Wednesday, October 20, 2021

Community, again

I have, as I said yesterday, been feeling a llittle disconnected, so I decided to act on an idea I got when I arrived yesterday.

Upon arrival at my pension, the check in clerk, giving me directions, told me to turn at the Catholic Church.   This is a real landmark, because though there are a zillion churches in Greece, there are very few Catholic ones.   95% of the population is Orthodox, the next most frequent religion is, I think, Islam.  

So I did turn at the church, noting that they have mass every day, 9AM M,T,W, 7 PM Thur, F, S, and 11 AM on Sunday. an I thought, maybe I’ll stop in.   Yes, it will be in Greek, but one advantage of having grown up catholic is that I know the structure of the mass and what is being prayed and can pray along.   AS much as I love the freer expression of liturgy in my own tradition, having the prayers change means that this is harder in those rare cases when you cannot understand the language.   

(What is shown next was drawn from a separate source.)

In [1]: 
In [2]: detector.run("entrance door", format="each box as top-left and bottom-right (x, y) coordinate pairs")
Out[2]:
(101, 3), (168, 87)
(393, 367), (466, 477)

The community was saying the rosary when I came in and quietly step down.  There were 5 of them, three men, including the priest, and two women, who were the musicians. They did a FULL hour mass, complete with hymns and special music, at 9 AM on a Wednesday morning.  

And they welcome me so warmly.  The priest delayed slightly starting mass to introduce himself to me and find out what my language was, he sprinkled the mass with various little bits of English, including rereading a couple verses, the key verses of his homily, I think, from the scripture.  After communion, he told the musicians to sing in English, but they gave him a strange look and went along an sang “Magnificat, anima mea Dominum,” of course, in Latin.  

During the mass I kept thinking that their Greek sounded very German, about halfway though the homily I realized this was German, just with an accent I did not really know well, maybe Swabian?   I’m not sure.   In any case at the end I had a great, spirited conversation with them in GErman and promised to come back. 

It was a nurturing and wonderful surprise.  It makes Nafplio no longer just a place to fill out the leftover time in my Sabbatical, but a place of spiritual nurturance for me.  And this trip is more and more about the community we make for the love of God. 

No photo.  I did take some photos of the church, and of the underground chapel one of the men showed me afterwards, but I I’d it with my camera, not my phone, so I won’t have it till I get home.